Scientists have used gene technology to understand more about the make-up of the evolution of brassicas – paving the way for bigger and more climate resilient yields from this group of crops that have been grown for thousands of years.

The research – by the University of York  – gives scientists a new tool that will support the development of new varieties. 

The research led to scientists being able to develop an adaptable framework for describing gene content and order across all Brassica species. 


Lead author, Professor Ian Bancroft, Chair of Plant Genomics at the Centre for Novel Agricultural Products (CNAP), at the Department of Biology said: “The research has helped us understand the trajectory of how genomes evolve in brassicas. We can use this new knowledge, for example, to accelerate the exchange of beneficial genes between Brassica species.”

Brassica vegetables, such as broccoli, cabbage, kale, pak choi and swede, along with brassica oil crops such as oilseed rape, black mustard and mustard rape, belong to a group of six species that share different combinations of three distinct genomes.
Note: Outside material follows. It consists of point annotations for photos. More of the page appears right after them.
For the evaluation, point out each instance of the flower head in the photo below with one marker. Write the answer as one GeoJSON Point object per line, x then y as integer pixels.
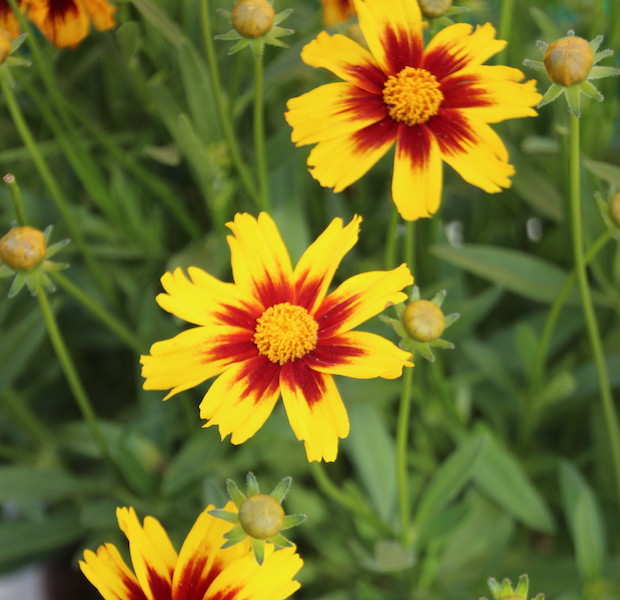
{"type": "Point", "coordinates": [202, 566]}
{"type": "Point", "coordinates": [421, 323]}
{"type": "Point", "coordinates": [434, 103]}
{"type": "Point", "coordinates": [255, 24]}
{"type": "Point", "coordinates": [276, 331]}
{"type": "Point", "coordinates": [337, 11]}
{"type": "Point", "coordinates": [571, 64]}
{"type": "Point", "coordinates": [24, 253]}
{"type": "Point", "coordinates": [67, 22]}
{"type": "Point", "coordinates": [260, 517]}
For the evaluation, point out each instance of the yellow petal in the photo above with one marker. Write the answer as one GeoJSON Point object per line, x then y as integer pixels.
{"type": "Point", "coordinates": [314, 409]}
{"type": "Point", "coordinates": [361, 297]}
{"type": "Point", "coordinates": [339, 162]}
{"type": "Point", "coordinates": [240, 399]}
{"type": "Point", "coordinates": [360, 355]}
{"type": "Point", "coordinates": [418, 175]}
{"type": "Point", "coordinates": [393, 31]}
{"type": "Point", "coordinates": [315, 269]}
{"type": "Point", "coordinates": [331, 111]}
{"type": "Point", "coordinates": [191, 357]}
{"type": "Point", "coordinates": [346, 59]}
{"type": "Point", "coordinates": [260, 262]}
{"type": "Point", "coordinates": [152, 555]}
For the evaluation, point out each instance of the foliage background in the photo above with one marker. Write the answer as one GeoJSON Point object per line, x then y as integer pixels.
{"type": "Point", "coordinates": [508, 476]}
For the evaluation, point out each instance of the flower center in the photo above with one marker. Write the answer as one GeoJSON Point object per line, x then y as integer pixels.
{"type": "Point", "coordinates": [412, 96]}
{"type": "Point", "coordinates": [285, 332]}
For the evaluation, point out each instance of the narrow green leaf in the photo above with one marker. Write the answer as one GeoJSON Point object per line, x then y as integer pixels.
{"type": "Point", "coordinates": [522, 274]}
{"type": "Point", "coordinates": [501, 478]}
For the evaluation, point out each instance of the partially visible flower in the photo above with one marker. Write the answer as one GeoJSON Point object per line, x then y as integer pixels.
{"type": "Point", "coordinates": [434, 103]}
{"type": "Point", "coordinates": [259, 517]}
{"type": "Point", "coordinates": [505, 591]}
{"type": "Point", "coordinates": [421, 323]}
{"type": "Point", "coordinates": [202, 569]}
{"type": "Point", "coordinates": [67, 22]}
{"type": "Point", "coordinates": [24, 253]}
{"type": "Point", "coordinates": [337, 11]}
{"type": "Point", "coordinates": [570, 64]}
{"type": "Point", "coordinates": [276, 331]}
{"type": "Point", "coordinates": [255, 24]}
{"type": "Point", "coordinates": [8, 20]}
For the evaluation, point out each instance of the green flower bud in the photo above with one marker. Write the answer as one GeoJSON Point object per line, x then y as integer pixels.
{"type": "Point", "coordinates": [23, 248]}
{"type": "Point", "coordinates": [423, 320]}
{"type": "Point", "coordinates": [568, 60]}
{"type": "Point", "coordinates": [261, 516]}
{"type": "Point", "coordinates": [252, 18]}
{"type": "Point", "coordinates": [434, 8]}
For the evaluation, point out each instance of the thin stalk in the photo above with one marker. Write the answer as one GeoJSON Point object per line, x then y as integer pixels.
{"type": "Point", "coordinates": [70, 371]}
{"type": "Point", "coordinates": [260, 156]}
{"type": "Point", "coordinates": [52, 186]}
{"type": "Point", "coordinates": [100, 312]}
{"type": "Point", "coordinates": [331, 490]}
{"type": "Point", "coordinates": [586, 302]}
{"type": "Point", "coordinates": [220, 105]}
{"type": "Point", "coordinates": [11, 183]}
{"type": "Point", "coordinates": [403, 423]}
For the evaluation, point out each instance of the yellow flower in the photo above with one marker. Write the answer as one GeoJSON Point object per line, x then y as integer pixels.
{"type": "Point", "coordinates": [435, 103]}
{"type": "Point", "coordinates": [276, 331]}
{"type": "Point", "coordinates": [337, 11]}
{"type": "Point", "coordinates": [202, 569]}
{"type": "Point", "coordinates": [67, 22]}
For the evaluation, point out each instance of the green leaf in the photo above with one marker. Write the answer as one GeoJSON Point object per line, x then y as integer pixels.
{"type": "Point", "coordinates": [522, 274]}
{"type": "Point", "coordinates": [23, 484]}
{"type": "Point", "coordinates": [501, 478]}
{"type": "Point", "coordinates": [585, 522]}
{"type": "Point", "coordinates": [29, 540]}
{"type": "Point", "coordinates": [450, 479]}
{"type": "Point", "coordinates": [371, 449]}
Genomes determine the characteristics of every living organism.


Professor Bancroft added: “We report for the first time the complete set of genes for a genome aggregated across all of the multiple species in which that genome occurs.
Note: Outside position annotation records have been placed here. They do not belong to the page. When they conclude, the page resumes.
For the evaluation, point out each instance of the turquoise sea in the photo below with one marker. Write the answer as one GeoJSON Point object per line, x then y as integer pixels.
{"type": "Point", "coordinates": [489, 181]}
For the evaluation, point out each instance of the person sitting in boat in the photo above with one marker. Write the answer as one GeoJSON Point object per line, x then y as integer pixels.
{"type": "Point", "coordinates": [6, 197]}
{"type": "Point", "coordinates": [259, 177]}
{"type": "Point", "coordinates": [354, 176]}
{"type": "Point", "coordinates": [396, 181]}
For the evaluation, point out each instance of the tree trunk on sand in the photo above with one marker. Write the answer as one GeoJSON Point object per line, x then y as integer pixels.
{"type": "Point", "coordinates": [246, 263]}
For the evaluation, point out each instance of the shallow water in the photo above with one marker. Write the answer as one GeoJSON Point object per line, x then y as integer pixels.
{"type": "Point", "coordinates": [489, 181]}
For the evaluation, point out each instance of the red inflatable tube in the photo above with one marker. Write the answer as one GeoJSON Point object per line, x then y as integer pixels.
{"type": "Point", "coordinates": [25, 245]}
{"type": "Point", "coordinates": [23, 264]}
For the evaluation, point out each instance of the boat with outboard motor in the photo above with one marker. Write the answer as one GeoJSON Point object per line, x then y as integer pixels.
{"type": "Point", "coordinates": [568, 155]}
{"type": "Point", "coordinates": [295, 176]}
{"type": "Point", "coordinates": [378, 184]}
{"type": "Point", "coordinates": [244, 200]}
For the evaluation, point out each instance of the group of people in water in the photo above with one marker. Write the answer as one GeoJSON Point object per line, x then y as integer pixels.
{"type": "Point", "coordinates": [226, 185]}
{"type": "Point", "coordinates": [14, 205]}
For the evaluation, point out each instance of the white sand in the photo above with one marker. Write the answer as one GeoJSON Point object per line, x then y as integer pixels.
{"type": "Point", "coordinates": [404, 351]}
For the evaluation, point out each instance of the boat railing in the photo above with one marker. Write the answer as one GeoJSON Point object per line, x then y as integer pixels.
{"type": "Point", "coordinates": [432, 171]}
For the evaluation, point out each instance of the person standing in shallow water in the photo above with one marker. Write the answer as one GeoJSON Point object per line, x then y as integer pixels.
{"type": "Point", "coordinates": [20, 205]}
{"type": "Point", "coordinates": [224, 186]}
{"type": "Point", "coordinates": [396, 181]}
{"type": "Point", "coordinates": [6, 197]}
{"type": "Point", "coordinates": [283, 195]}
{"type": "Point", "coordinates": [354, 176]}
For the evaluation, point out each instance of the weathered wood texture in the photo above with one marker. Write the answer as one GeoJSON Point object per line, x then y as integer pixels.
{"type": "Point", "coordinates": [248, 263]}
 “This enabled us to define a new system of names and terms for genes of the brassica crops and provides an example for other groups of species in which genomes are shared, such as wheats. 

“We also used the new resource to study, to single gene resolution, examples of the capture of genome segments from related species as an outcome of wide genetic crosses, a traditional approach for the broadening of genetic diversity in crop species.”

The research provides an adaptable framework for describing gene content and order across all Brassica species, which will help particularly with evolution studies.